He lifted a weak arm, pointing farther west. She closed her hand around his where it rested on her shoulder, lugging him along. She took every corner she could, still trying to keep out of the men’s sight.
“Did they find us again by chance, or do you have something on you they can track?”
He shook his head. “Nothing to track.”
She thought of the PRD in her pocket, praying that the producer hadn’t double-crossed her. She switched it off just in case.
“How far is it to the city’s borders?”
“A mile or so,” he gasped. They hurried, his feet dragging a little. He tripped a few times. “Think I’m feeling better,” he said after some time, taking some weight off her. They picked up their pace. His head had stopped bleeding.
She glanced back, thinking of how Rowan had killed the Repurposers who had come for her. Should she have done the same back there? She’d never hurt anyone before tonight. The guard’s bloody nose in the PPC Tower had been the first time she’d made someone bleed. She couldn’t just kill two prone men, could she?
She snuck a glance at Rowan, whose head was sagging. What was his life like, and what was it like out there?
She gazed up at the city’s atmospheric shield. “How do we exit?”
“Exiting’s no problem. There are huge carbon dioxide vents at the city’s perimeter. They pump all the CO2 out of the city. We can get out through there. It’s getting in that’s the hard part.”
“How did you get in?”
“I know someone on the inside.

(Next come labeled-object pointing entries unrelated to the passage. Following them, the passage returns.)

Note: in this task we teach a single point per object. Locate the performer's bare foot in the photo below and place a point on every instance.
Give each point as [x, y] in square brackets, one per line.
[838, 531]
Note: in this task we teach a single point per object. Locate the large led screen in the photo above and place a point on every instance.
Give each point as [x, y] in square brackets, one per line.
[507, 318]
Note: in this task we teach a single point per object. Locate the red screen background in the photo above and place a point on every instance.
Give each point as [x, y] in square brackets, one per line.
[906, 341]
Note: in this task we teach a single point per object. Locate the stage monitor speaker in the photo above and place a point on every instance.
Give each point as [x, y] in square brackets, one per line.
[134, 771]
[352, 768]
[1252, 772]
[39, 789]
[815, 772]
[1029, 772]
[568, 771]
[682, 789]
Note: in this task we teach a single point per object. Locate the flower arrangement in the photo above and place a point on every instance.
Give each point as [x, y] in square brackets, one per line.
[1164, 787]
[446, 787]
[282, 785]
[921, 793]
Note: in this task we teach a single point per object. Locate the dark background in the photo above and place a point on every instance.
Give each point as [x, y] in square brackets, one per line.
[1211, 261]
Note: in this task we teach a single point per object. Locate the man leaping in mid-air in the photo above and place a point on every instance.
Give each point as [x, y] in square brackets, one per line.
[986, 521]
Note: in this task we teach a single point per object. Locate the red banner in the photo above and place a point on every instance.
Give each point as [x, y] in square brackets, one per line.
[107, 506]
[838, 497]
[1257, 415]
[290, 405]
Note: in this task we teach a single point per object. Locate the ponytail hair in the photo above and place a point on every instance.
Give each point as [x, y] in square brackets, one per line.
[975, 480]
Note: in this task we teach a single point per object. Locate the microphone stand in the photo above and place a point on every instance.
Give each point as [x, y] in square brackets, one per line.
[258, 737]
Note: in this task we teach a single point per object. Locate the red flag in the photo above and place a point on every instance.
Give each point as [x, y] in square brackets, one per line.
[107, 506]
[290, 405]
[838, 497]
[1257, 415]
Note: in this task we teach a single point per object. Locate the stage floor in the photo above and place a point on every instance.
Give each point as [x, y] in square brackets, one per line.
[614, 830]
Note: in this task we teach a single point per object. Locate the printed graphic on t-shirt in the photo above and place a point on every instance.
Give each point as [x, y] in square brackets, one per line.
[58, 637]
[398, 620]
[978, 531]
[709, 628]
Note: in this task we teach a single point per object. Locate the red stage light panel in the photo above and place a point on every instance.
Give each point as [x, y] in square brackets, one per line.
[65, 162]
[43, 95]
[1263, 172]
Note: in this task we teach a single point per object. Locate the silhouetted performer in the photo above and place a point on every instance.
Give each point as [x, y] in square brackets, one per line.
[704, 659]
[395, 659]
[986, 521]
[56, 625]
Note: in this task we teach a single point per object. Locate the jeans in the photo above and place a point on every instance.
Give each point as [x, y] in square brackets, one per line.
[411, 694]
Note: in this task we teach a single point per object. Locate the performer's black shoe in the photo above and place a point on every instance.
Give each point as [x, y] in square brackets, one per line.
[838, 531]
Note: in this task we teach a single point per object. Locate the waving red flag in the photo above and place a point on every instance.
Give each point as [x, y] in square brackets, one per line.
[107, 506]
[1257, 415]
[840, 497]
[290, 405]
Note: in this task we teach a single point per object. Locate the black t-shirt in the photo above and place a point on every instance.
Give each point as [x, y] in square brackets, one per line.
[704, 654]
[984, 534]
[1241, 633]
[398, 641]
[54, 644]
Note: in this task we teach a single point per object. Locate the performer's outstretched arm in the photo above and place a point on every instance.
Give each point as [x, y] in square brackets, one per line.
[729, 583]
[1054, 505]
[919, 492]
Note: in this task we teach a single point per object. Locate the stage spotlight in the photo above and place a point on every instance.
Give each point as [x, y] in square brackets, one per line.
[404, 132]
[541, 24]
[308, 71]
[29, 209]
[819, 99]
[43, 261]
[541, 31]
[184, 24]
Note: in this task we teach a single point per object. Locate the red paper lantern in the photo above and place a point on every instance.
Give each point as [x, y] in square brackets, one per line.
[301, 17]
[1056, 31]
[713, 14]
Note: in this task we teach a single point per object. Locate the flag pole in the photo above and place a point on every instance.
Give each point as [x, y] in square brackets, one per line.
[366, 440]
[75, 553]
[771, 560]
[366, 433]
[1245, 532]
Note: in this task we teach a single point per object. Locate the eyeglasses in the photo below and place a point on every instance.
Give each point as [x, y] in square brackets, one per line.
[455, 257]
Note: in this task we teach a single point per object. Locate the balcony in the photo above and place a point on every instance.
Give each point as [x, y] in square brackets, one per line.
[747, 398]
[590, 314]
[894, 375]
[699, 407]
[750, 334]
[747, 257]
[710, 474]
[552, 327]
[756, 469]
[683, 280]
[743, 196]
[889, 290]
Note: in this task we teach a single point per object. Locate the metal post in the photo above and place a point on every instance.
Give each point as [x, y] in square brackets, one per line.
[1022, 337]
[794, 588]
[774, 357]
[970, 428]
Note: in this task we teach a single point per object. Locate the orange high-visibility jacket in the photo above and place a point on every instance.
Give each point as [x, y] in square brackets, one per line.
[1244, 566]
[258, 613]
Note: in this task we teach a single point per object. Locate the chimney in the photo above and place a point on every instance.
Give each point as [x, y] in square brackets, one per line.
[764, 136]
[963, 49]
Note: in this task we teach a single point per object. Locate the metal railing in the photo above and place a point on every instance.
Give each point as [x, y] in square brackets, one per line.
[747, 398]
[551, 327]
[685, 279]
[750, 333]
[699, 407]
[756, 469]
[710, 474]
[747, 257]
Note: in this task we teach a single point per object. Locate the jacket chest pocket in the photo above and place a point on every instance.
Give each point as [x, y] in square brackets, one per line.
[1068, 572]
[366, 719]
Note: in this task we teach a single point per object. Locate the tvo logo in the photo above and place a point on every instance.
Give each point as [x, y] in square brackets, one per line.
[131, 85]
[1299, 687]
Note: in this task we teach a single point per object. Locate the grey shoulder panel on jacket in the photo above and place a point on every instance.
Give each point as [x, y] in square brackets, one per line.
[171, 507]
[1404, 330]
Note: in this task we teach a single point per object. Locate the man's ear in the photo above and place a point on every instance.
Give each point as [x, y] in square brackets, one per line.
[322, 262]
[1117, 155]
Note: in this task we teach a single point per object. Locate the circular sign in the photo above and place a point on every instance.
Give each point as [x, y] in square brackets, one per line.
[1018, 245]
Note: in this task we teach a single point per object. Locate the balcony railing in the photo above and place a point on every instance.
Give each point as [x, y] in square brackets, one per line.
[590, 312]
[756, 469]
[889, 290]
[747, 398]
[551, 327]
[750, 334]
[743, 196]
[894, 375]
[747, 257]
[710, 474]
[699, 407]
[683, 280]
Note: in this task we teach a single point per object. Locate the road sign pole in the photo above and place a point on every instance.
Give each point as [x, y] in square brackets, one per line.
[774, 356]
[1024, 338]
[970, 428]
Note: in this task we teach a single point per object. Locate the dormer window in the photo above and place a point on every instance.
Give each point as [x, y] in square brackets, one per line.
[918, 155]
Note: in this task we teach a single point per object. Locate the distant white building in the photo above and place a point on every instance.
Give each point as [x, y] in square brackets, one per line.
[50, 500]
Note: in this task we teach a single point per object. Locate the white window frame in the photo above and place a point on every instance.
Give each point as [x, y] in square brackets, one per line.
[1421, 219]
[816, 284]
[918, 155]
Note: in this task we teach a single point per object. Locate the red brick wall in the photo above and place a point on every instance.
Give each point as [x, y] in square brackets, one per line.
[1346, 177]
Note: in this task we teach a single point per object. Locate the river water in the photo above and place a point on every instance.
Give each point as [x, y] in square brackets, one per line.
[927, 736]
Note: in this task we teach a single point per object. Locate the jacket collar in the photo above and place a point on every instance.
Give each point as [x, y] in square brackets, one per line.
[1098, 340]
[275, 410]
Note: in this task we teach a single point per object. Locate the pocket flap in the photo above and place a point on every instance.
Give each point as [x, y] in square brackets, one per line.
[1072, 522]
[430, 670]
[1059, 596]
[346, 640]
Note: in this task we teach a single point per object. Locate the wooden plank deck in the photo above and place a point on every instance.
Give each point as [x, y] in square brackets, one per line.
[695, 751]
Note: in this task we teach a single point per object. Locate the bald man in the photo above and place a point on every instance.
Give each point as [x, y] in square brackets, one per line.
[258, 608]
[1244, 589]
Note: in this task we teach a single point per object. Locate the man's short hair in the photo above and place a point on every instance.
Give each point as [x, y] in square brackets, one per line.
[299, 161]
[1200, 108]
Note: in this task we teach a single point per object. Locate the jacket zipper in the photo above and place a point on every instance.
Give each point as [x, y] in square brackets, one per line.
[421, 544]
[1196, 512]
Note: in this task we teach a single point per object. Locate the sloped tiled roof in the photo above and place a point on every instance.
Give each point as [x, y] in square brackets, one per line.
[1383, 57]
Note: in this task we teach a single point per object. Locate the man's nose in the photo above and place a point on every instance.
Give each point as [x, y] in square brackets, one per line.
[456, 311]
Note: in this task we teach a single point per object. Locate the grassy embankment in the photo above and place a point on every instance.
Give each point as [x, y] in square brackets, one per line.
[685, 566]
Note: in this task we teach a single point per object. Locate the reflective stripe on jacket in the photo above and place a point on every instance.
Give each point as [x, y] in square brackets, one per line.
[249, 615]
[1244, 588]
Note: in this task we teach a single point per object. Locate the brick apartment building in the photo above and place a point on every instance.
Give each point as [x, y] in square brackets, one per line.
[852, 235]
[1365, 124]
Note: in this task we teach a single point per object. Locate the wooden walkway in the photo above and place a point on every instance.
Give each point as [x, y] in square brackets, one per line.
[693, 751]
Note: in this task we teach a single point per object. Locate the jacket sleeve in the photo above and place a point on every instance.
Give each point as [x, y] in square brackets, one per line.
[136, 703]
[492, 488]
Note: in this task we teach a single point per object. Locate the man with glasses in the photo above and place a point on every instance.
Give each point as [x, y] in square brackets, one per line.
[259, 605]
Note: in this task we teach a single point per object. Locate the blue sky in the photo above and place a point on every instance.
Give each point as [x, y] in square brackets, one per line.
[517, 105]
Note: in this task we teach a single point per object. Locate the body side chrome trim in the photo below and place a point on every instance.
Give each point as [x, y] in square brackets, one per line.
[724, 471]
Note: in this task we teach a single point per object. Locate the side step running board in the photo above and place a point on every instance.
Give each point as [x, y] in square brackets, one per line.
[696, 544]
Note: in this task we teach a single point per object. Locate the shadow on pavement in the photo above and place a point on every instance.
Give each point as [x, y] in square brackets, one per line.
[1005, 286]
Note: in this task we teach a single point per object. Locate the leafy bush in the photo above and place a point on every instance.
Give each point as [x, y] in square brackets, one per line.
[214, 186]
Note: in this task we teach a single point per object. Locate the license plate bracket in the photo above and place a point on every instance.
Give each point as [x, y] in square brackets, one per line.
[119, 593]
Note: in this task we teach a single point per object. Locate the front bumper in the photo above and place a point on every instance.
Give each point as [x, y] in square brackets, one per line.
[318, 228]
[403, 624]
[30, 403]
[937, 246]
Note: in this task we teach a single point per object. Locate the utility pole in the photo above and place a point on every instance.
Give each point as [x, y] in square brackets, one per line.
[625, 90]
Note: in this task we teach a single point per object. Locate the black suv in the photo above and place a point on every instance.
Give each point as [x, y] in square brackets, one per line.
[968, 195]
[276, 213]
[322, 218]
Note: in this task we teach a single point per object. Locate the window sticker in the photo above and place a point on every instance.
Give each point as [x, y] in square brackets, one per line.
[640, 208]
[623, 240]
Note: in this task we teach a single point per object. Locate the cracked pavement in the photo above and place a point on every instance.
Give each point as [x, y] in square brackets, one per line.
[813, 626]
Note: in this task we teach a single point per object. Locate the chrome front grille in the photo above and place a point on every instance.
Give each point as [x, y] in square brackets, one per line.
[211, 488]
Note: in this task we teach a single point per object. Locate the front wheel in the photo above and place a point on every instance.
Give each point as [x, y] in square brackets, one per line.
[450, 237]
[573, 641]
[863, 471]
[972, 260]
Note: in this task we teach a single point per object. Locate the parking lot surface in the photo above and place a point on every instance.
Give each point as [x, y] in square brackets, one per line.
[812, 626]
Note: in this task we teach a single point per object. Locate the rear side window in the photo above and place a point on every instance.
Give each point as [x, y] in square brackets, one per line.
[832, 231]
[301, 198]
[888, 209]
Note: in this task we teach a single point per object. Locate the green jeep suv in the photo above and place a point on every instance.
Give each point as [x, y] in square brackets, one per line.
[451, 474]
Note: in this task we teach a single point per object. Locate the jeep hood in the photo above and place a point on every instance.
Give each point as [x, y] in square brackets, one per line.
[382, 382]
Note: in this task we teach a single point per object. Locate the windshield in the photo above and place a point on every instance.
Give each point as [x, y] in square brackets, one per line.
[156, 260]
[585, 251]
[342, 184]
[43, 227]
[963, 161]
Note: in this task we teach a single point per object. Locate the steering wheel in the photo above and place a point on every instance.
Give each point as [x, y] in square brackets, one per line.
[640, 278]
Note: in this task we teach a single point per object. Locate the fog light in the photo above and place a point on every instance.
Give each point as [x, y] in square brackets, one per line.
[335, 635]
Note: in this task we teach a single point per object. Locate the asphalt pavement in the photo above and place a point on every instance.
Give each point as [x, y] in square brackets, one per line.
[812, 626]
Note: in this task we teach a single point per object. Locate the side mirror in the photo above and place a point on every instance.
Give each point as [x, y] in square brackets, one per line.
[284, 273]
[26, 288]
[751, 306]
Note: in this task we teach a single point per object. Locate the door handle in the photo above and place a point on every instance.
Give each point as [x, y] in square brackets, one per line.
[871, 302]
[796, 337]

He opened doors for me. But I didn’t have much time. It’s got to be a quick in and out or they start to notice the open doors.” He hooked his thumb back the direction they’d come. “Let’s hope those guys stay down.”
As they hurried onward, H124 started to feel sick to her stomach. Was she really leaving the city? This place was the only home she’d ever known, such as it was. It may not be a good life, but it was familiar. As far back as she could remember she’d lived in her tiny pod, going from cleaning vacated living pods to cleaning corpses six years ago, when she turned twelve.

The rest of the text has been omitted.